Cylc broadcast error: WorkflowStopped

Good afternoon,

I am seeking advice for debugging a broadcast.

In particular, I have a task that, after computing a variable, tries to send it to another task.

Let’s say that this is my task (named hindcast_recup_SST)

#!/bin/bash
set -euo pipefail 
# Count the number of files, that will equal the number of tasks needed to create superobs
n_task=$(ls -lrt ${MY_PATH} | wc -l) 
# Send the number of tasks necessary to create superobs task
cylc broadcast ${CYLC_WORKFLOW_ID}  -p ${CYLC_TASK_CYCLE_POINT} \
                                    -n  hindcast_create_superobs_SST \
                                    -s "[directives]--ntasks=${n_task}" 

hindcast_create_superobs_SST is the task where I need to set the ntasks directive.

Now the problem: the first task fails with the following error

WorkflowStopped: glo12_cylc/run1 is not running
2025-05-13T12:48:24Z CRITICAL - failed/ERR

And the error is caused by the broadcast, since if I remove it, the task succeeds.
I tried to run the broadcast by hand on the command line, and it works

$ cylc broadcast glo12_cylc/run1 -p 20241111 -n hindcast_create_superobs_SST -s “[directives]–ntasks=4”
Broadcast set:

  • [20241111/hindcast_create_superobs_SST] [directives]–ntasks=4

Now, I made many test, and I am quite at loss.

First of all, how does cycl check if a workflow is running?
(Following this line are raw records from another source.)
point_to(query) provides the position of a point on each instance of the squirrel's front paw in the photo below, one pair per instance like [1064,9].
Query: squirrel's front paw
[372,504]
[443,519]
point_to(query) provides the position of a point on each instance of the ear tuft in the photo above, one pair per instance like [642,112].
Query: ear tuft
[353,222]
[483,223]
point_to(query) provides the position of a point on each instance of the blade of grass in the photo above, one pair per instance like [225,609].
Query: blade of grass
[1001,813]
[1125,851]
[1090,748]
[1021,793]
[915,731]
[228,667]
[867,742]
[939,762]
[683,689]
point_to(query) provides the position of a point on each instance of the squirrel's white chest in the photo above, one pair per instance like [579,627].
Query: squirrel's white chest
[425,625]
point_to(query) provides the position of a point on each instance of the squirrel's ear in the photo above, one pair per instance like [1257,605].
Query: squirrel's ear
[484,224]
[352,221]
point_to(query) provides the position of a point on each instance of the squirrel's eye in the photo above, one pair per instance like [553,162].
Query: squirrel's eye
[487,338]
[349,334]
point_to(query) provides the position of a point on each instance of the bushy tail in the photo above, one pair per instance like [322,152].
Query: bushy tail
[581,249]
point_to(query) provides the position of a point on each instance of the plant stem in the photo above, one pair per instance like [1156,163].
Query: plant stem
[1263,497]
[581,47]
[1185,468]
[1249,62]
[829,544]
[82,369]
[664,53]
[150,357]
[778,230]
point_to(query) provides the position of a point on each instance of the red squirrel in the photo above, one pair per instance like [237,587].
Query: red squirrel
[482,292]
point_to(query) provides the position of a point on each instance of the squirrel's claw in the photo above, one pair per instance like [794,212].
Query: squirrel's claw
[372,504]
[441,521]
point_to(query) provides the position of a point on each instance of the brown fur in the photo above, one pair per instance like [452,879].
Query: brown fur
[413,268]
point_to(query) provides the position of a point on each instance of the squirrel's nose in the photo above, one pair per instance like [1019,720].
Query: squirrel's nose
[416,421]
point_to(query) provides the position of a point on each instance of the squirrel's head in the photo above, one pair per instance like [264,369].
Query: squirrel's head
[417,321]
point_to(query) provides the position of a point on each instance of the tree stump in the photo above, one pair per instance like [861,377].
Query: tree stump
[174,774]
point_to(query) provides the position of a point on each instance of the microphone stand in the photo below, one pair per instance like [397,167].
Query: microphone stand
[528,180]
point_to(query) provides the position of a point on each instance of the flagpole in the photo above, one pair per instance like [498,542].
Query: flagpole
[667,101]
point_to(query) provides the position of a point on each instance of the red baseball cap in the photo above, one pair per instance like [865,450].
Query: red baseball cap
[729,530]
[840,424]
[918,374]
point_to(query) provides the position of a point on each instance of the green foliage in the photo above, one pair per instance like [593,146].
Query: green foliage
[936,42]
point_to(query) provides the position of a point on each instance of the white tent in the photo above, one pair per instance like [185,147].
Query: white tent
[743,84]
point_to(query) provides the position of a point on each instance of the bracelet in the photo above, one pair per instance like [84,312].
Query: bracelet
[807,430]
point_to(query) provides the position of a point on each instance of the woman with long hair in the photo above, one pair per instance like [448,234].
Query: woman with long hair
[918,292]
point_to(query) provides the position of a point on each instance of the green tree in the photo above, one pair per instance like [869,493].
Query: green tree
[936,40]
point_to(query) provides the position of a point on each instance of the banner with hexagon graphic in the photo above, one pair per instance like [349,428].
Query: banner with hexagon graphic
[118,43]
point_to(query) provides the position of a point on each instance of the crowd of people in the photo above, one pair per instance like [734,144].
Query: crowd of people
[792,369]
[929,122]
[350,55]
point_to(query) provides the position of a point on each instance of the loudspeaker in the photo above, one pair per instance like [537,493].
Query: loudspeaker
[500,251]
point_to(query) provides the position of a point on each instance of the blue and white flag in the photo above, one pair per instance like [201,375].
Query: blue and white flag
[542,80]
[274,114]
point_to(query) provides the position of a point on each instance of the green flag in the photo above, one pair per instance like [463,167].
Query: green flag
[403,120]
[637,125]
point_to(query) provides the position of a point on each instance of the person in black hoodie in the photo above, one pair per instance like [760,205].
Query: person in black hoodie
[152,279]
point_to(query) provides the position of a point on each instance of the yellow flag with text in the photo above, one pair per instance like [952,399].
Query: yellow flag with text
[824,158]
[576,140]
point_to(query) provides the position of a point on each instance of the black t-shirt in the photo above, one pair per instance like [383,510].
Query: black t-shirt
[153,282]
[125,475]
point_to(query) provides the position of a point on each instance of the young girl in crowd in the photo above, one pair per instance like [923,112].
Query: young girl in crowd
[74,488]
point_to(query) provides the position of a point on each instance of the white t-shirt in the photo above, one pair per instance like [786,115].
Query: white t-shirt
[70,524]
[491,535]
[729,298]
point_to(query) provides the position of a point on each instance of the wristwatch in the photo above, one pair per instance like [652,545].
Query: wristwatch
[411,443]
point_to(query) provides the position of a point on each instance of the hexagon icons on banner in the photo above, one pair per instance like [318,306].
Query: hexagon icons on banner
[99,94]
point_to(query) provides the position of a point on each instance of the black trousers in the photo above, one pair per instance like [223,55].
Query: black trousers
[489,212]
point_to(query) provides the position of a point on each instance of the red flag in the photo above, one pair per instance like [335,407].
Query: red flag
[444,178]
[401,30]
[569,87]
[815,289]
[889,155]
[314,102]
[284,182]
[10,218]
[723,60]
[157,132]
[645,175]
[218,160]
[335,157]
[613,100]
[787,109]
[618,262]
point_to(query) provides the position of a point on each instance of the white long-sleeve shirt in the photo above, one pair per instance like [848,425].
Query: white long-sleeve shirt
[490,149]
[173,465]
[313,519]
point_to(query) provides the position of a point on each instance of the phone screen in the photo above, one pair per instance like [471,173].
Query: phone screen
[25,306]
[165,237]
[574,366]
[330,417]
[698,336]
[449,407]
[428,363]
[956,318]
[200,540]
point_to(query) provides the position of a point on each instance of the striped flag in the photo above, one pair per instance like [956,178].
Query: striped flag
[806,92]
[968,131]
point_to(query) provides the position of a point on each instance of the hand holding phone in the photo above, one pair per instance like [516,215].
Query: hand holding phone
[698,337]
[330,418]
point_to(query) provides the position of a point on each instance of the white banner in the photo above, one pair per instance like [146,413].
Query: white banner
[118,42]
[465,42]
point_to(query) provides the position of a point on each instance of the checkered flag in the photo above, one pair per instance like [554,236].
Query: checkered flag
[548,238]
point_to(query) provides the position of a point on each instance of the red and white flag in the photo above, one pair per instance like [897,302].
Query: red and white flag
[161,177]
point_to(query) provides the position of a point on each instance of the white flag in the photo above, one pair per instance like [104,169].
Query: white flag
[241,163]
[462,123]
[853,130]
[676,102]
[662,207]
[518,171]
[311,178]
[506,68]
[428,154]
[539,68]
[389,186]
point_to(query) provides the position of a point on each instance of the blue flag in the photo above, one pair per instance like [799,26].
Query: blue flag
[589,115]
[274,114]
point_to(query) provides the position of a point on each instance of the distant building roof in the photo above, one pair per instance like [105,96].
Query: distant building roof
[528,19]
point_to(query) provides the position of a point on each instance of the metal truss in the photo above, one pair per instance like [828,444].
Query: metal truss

Normally I check my workflow it with cycl tui, and there is marked as running, but from the error message, I understand there must be some variable that is telling the opposite to cycl.

Second: how do I debug this? I tryed to run the workflow in debug, but I see just an error like

DEBUG - [20241111/hindcast_recup_SST/01:submitted] (polled)failed
INFO - [20241111/hindcast_recup_SST/01:submitted] setting implied output: started
DEBUG - [20241111/hindcast_recup_SST/01:submitted] (internal)started
INFO - [20241111/hindcast_recup_SST/01:submitted] => running
DEBUG - [20241111/hindcast_recup_SST/01:running] health: execution timeout=None, polling intervals=PT1M,3*PT2M,PT1M,…
INFO - [20241111/hindcast_recup_SST/01:running] => failed
WARNING - [20241111/hindcast_recup_SST/01:failed] did not complete the required outputs:
⨯ ┆ succeeded

I don’t know how to retrieve more information on the failure, I added a --debug to the broadcast command without much success. Also, I have previous broadcast in the workflow, and they work. It could be that some previous broadcast fails, and this one is just trapping the error?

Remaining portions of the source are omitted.